Geneva:Over 25 leaders from "the G20, G7 and from every region" have unanimously called for an international treaty for pandemic preparedness and response, the World Health Organization (WHO) chief said.

"The pandemic treaty would be a generational commitment to keeping the world safe from new pathogens with pandemic potential in the future," Xinhua news agency quoted WHO Director-General Tedros Adhanom Ghebreyesus while addressing a presser on Thursday.

Ghebreyesus said that there is "an acknowledgment and humility from those leaders that collectively the world was not prepared for the first coronavirus pandemic ever seen and that going forward we must collectively do better in future outbreaks."

Globally, Covid-19 has infected nearly 129 million people and claimed 2.83 million lives so far.

The world leaders, this week, joined the call for a pandemic treaty, which aims to prepare the world for new pathogens with pandemic potential in the future, which, according to Ghebreyesus, is "not a matter of if but when", the report said.

Earlier on Wednesday, the WHO in a statement said that the Covid-19 pandemic is the biggest challenge to the global community since the 1940s, and that no single government or multilateral agency can address other pandemics and major health emergencies in the future.

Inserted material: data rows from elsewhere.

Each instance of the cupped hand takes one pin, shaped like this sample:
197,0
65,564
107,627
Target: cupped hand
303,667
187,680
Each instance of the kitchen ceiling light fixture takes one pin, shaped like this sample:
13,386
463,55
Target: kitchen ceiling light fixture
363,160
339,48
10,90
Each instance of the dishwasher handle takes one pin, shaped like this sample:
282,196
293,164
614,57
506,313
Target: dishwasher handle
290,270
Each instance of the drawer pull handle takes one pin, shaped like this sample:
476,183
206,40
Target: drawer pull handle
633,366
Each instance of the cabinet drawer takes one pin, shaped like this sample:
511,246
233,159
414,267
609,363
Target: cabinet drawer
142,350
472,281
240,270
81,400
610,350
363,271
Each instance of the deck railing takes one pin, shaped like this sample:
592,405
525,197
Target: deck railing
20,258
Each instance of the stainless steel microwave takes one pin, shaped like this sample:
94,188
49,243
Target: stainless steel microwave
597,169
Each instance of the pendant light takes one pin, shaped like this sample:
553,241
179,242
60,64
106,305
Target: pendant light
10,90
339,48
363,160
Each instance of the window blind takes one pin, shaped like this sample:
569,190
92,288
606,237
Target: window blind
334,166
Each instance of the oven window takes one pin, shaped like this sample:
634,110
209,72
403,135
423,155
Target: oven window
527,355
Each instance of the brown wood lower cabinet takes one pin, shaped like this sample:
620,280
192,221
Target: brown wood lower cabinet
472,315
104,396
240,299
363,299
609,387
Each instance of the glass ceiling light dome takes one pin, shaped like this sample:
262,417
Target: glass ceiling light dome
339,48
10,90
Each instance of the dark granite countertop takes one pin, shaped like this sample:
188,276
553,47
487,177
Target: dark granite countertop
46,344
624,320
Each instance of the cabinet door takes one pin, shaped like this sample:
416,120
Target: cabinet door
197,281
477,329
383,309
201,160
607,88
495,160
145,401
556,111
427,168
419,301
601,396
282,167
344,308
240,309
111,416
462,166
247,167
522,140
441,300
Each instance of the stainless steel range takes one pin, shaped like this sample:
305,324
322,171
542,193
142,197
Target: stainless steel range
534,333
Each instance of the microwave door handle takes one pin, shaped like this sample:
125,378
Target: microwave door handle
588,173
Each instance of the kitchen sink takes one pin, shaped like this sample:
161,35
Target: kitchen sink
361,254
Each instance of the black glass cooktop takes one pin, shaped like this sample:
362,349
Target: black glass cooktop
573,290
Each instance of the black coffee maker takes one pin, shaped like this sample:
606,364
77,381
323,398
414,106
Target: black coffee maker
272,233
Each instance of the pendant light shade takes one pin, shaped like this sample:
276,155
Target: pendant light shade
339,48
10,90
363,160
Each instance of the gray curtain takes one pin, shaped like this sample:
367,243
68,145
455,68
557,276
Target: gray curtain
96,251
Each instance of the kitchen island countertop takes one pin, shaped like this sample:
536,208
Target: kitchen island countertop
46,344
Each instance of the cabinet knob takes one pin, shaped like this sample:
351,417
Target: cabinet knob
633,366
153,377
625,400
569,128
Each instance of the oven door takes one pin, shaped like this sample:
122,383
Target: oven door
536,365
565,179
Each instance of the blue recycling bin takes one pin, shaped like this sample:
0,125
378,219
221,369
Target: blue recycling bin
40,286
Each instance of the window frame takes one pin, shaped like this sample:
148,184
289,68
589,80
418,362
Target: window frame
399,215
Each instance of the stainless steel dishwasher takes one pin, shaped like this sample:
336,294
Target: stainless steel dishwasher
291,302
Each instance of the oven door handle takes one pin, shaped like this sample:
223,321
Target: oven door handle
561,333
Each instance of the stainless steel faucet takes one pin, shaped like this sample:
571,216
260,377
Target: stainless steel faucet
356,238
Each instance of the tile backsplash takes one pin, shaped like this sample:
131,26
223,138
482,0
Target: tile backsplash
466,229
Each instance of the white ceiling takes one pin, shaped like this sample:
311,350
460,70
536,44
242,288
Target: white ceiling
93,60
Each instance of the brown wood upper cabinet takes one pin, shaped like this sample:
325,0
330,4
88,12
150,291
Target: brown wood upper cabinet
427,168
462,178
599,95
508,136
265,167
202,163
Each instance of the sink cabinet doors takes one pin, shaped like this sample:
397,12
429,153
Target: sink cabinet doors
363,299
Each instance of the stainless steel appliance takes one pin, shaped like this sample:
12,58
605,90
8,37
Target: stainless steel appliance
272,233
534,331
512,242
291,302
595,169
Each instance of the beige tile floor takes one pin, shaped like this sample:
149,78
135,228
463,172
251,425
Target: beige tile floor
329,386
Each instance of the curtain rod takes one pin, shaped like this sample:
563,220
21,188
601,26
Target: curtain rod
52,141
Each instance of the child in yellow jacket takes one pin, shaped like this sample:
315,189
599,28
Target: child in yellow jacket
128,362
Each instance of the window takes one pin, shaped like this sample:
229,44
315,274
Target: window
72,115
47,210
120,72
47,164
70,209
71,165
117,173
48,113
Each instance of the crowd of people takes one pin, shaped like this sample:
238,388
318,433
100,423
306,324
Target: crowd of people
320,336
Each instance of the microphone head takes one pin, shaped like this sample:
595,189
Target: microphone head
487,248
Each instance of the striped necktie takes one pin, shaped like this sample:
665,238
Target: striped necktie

The new treaty will charter an all-of-government and all-of-society approach, strengthening national, regional and global capacities and resilience to future pandemics, the statement said.

It would also be rooted in the WHO constitution and supported by existing global health instruments, especially the International Health Regulations.

"We are convinced that it is our responsibility, as leaders of nations and international institutions, to ensure that the world learns the lessons of the Covid-19 pandemic," it said.